Val McDermid (ITV3 Crime Thriller Awards) Interview

Running up to the glittering ITV3 Crime Thriller Awards will be six weeks of the greatest of crime dramas. Each week will begin with a specially commissioned documentary profiling the six best crime writers working today. The six authors who have been chosen are Colin Dexter, Ian Rankin, PD James, Lynda La Plante, Val McDermid and Ruth Rendell. Viewers of ITV3 will then be able to vote between these authors to select the author who will win the first ITV3 Award for Classic TV Crime Drama.

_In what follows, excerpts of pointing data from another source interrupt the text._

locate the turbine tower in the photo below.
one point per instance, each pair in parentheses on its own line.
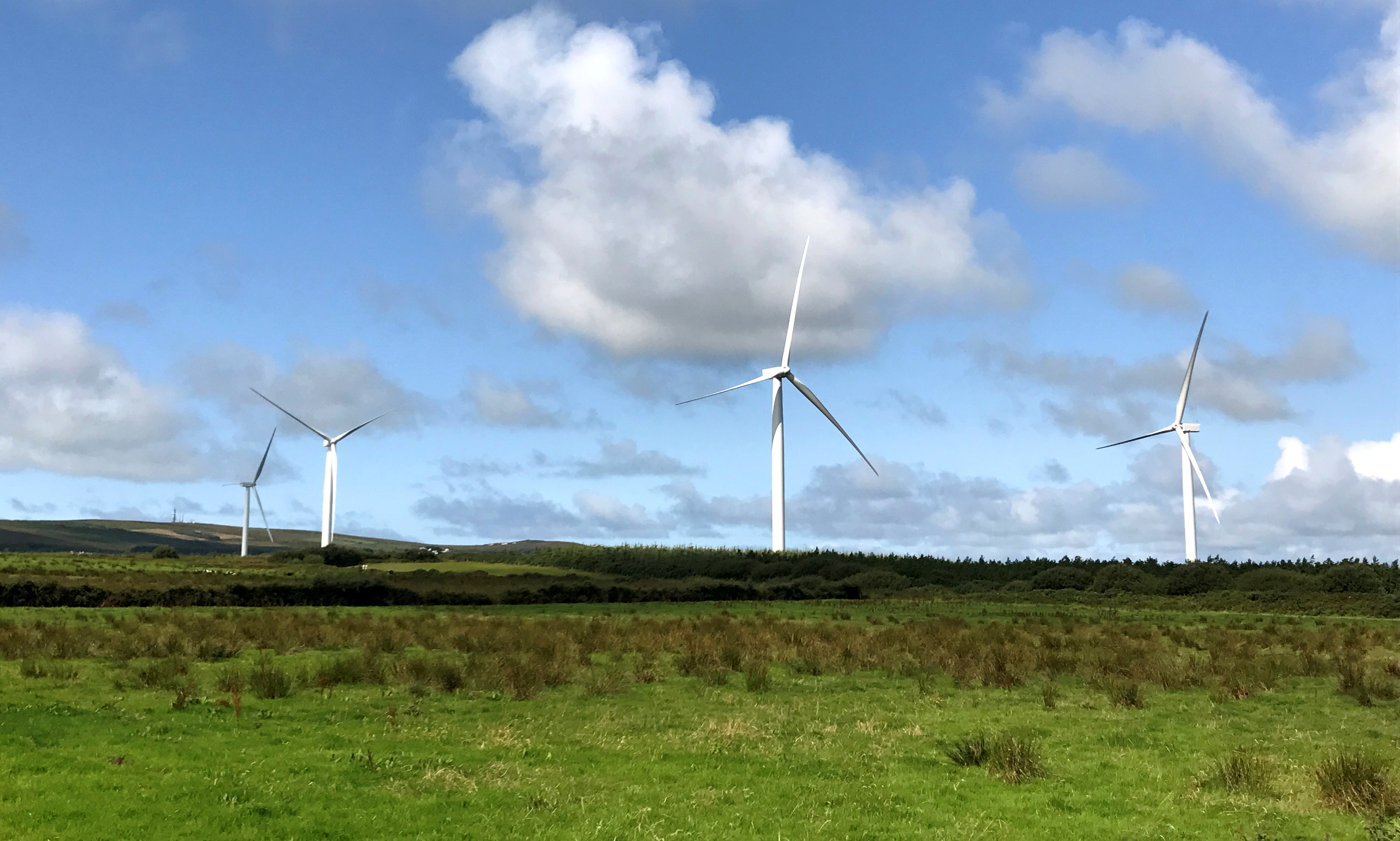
(778,376)
(328,499)
(251,487)
(1188,457)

"I was absolutely delighted to be nominated for the Crime Thriller Awards, when you look at the quality of the shortlist I think anyone would be proud to be featured on it. Everybody on that list is someone whose work I have been familiar with and enjoyed for a very long time. Of all the writers, I would say the ones that have most had an influence or an impact on my own work would be… I would say Lynda La Plante’s Jane Tennison was a big influence on me in terms of the creation of a strong female lead character. I’d also say Ruth Rendell has been a huge influence on me as well, mostly for the Barbara Vine novels, but also because she writes many different styles of books. I think she has blazed a trail there that the rest of us have followed.

I suppose I feel that personally I write right across the genre; so I write dark psychological thrillers, novels about the impact that the past has on the present and the way that the past casts a long shadow, private eye novels. I also write what are essentially radical lesbian feminist cosies. So whatever your taste in crime fiction you can probably find something that you are going to enjoy in my work. My new book is a standalone novel, but is set in the present day, but it moves back in time to 1984 and ’85 during the miners’ strikes. It’s set in Fife where I grew up and it is about a couple of cold cases that intersect in an unexpected way.

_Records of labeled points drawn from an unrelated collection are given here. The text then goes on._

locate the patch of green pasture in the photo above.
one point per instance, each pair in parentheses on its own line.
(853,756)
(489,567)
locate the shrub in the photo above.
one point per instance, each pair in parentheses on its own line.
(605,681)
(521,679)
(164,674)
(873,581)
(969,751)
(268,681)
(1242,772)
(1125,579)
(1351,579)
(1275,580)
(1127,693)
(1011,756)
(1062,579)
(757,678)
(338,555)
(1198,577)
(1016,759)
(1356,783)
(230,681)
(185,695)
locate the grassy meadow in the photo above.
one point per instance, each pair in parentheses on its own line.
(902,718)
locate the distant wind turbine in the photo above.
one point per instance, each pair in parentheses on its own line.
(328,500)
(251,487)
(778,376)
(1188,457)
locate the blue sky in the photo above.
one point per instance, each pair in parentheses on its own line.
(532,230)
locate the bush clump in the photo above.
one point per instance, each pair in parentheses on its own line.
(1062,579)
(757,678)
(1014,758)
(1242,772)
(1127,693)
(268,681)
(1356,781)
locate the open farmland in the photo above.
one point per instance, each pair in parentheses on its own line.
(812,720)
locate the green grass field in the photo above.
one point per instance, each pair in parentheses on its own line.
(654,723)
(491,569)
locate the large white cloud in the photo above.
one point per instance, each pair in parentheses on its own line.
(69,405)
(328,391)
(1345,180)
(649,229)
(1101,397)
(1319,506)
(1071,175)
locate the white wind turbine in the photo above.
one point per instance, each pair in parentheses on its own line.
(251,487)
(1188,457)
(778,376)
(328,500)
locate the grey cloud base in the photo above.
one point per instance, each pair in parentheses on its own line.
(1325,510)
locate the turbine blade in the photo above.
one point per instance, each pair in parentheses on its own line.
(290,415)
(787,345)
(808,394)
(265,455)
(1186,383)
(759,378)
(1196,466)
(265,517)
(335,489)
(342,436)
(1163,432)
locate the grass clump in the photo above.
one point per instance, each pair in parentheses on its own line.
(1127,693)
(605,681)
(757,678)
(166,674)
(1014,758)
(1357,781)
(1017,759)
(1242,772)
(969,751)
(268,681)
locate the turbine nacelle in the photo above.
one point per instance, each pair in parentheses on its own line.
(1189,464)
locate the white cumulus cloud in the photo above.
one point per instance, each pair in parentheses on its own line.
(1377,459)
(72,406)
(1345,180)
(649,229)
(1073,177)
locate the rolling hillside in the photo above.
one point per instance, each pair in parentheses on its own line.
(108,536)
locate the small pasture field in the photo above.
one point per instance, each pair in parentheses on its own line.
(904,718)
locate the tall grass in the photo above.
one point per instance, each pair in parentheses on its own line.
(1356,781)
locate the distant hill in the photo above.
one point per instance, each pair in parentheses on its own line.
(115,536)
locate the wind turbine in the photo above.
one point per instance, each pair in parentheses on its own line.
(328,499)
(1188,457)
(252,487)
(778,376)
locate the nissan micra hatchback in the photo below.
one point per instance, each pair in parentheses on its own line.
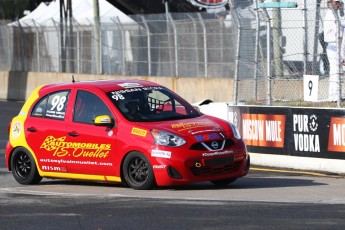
(133,132)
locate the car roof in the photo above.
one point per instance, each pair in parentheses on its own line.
(104,85)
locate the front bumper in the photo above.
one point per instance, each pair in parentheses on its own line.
(199,168)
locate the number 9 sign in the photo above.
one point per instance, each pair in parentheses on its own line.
(311,87)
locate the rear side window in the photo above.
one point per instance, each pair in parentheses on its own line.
(52,106)
(88,106)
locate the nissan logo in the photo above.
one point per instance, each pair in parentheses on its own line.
(214,144)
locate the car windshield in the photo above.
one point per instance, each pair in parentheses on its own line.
(151,104)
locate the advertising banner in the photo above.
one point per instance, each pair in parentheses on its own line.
(305,132)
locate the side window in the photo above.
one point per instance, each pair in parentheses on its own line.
(88,106)
(52,106)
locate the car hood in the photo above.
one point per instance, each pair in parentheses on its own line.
(193,126)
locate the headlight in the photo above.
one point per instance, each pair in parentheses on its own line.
(237,135)
(166,138)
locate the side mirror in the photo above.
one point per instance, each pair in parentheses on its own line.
(103,120)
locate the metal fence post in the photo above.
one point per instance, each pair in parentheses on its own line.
(205,44)
(148,34)
(269,74)
(236,78)
(305,40)
(175,44)
(256,59)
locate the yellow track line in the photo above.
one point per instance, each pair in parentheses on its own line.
(295,172)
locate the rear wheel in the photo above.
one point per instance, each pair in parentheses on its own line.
(223,182)
(137,171)
(24,168)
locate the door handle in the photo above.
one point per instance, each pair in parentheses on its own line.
(32,129)
(73,134)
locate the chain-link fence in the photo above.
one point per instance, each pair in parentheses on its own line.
(200,45)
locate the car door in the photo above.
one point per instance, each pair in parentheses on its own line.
(45,130)
(91,147)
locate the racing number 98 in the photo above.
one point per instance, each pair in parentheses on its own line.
(58,103)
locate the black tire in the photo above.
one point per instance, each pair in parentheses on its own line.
(24,168)
(137,172)
(223,182)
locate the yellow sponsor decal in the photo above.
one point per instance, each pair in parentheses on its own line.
(16,129)
(63,148)
(139,132)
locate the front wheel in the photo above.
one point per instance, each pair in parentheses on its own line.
(137,171)
(24,168)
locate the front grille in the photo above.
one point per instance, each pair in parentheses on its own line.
(210,145)
(209,170)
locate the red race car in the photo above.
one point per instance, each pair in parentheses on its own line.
(129,131)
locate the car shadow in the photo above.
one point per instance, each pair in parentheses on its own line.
(241,183)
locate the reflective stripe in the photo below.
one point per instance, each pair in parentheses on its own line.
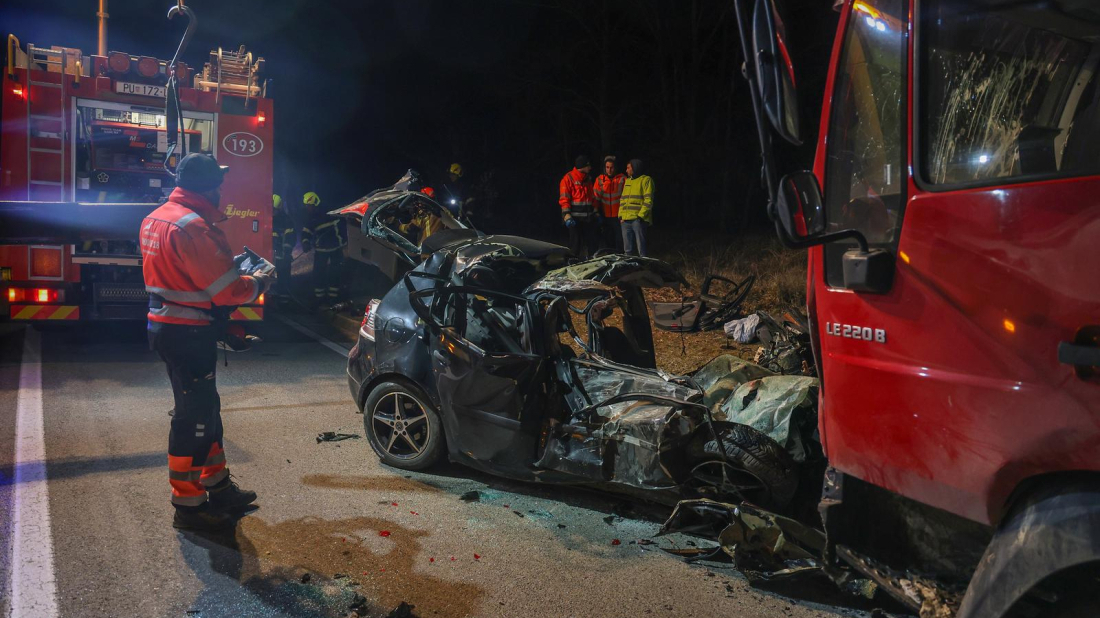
(222,282)
(216,478)
(182,312)
(189,476)
(177,296)
(188,500)
(187,219)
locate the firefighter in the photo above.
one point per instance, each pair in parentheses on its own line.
(191,275)
(455,194)
(283,241)
(636,208)
(326,236)
(606,191)
(574,196)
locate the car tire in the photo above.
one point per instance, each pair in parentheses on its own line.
(763,472)
(403,427)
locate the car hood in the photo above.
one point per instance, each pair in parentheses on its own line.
(397,218)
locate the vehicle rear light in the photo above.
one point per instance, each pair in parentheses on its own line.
(46,262)
(366,328)
(147,66)
(39,295)
(118,62)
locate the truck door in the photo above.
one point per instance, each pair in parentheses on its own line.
(970,154)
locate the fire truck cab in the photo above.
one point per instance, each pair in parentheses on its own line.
(83,161)
(953,219)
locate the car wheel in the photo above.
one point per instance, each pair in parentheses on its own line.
(403,427)
(756,468)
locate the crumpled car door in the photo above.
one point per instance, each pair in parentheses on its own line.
(491,374)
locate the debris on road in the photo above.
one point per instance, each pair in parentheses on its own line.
(333,437)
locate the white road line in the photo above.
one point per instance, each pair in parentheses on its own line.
(323,341)
(33,588)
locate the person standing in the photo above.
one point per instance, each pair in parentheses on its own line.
(574,196)
(326,236)
(636,208)
(284,236)
(190,274)
(607,190)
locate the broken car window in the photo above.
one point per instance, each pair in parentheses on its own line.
(1009,92)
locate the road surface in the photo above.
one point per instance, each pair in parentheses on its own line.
(85,516)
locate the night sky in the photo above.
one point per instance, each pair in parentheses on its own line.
(513,89)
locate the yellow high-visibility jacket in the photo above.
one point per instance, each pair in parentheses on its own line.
(637,201)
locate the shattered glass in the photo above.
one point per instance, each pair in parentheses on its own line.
(1007,91)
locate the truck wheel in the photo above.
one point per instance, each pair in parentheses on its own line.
(403,427)
(756,468)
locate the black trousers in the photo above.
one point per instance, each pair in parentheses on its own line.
(327,271)
(584,238)
(612,234)
(196,456)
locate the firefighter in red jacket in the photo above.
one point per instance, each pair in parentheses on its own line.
(581,219)
(191,276)
(607,190)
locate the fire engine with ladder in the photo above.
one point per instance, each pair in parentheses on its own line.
(83,158)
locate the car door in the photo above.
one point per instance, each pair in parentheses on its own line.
(491,375)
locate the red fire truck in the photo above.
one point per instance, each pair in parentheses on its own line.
(83,161)
(953,219)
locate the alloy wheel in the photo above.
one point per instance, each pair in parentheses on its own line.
(400,425)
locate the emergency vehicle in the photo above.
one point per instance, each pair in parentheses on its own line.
(953,220)
(83,161)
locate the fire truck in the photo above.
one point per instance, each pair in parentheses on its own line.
(952,219)
(83,158)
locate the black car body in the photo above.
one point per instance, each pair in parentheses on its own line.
(475,354)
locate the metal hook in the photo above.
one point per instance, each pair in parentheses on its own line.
(193,22)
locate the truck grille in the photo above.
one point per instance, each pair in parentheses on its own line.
(121,293)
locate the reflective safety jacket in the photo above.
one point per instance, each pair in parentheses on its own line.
(607,191)
(187,263)
(283,233)
(637,201)
(574,196)
(323,233)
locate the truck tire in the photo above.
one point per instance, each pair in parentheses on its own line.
(757,467)
(403,427)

I think crime thrillers are so popular because increasingly we live in a fragmented world in which we are much more geographically and economically mobile. We don’t necessarily live close to our families anymore so we don’t have that sense of belonging to a tight unit. So when we read stories in the press and see things on the TV about scary things happening out there we can often feel quite isolated and vulnerable. One of the most important things about a crime novel, amongst the many things it does accomplish, it that it gives you a sense of comfort. It’s a safe place to be scared if you like. It’s a place where we can put our fears and our worries and actually come out the end of it, although terrible things have happened, and know that there is a Tony Hill or an Inspector Wexford there to put it right. I think people also like the crime novel because it challenges them - it challenges them intellectually and they can try to get to the solution or try to figure out where a book is going to go ahead of the writer. That’s always a fun thing to do.

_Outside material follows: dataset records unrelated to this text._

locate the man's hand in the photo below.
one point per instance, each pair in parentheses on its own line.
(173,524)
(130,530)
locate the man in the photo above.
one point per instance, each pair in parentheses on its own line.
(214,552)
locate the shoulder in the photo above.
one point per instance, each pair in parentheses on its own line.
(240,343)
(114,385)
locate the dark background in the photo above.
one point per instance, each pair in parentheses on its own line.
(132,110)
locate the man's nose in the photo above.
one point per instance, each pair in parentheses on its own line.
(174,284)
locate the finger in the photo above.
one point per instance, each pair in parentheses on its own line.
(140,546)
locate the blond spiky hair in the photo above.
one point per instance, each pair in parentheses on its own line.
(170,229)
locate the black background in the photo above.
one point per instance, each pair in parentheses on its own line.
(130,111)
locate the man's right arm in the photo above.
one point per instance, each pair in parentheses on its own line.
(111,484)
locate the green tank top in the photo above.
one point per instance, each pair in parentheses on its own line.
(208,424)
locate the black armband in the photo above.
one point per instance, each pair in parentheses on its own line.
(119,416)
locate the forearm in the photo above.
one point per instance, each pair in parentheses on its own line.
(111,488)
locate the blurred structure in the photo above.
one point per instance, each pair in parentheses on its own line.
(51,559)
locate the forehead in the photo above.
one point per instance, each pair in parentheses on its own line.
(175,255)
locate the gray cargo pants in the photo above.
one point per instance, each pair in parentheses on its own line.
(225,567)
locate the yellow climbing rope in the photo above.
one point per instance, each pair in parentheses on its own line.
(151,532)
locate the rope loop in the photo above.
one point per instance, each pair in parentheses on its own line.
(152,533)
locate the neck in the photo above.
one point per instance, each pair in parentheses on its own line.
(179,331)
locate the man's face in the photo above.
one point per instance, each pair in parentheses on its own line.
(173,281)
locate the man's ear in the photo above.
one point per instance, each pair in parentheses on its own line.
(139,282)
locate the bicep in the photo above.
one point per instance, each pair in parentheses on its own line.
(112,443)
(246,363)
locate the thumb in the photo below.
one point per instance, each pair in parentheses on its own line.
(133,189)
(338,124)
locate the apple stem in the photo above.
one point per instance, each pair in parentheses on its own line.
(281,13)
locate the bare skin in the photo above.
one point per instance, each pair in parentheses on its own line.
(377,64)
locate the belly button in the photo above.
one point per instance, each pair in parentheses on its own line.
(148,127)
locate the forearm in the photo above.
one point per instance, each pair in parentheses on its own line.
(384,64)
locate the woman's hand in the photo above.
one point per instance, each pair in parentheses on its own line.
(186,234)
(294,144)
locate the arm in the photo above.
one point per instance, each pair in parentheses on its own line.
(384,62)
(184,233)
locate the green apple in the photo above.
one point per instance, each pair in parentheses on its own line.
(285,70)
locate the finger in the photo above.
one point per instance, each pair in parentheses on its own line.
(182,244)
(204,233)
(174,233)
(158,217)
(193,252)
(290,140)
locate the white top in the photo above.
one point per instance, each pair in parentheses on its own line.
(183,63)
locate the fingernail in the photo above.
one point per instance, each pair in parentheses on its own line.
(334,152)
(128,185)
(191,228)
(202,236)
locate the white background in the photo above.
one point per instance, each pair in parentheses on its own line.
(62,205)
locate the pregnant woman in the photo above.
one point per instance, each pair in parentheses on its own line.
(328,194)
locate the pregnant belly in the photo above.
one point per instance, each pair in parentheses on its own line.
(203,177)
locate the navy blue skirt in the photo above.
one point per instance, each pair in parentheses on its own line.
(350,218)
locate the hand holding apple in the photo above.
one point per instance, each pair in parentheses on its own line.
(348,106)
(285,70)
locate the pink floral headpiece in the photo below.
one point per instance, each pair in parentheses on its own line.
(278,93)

To be perfectly honest, whatever happens out there in the wild is far, far worse than anything that myself or my colleagues come up with. I think if it is out there we ought to be able to deal with it. We ought to be able to go there and look at it as a society and figure out what our reactions to this are. I’ve never seen any benefit in hiding your head in the sand from what happens in the real world. Drama is a very good way to explore these sorts of issues because in drama you can say the things you couldn’t otherwise say and think the unthinkable where you perhaps can’t where there are real life cases involved. The case in point was with the last series of Wire in the Blood, where we had a case involving a missing child and there was a lot of discussion as to whether we should be doing that in the wake of the Madeline McCann case. But I think having a drama about that allows you to explore the issues in a way which you can’t explore something that is happening as a live case at the time because of people’s sensibilities around that, and also because you might, unwittingly, be causing more grief and pain to the people involved."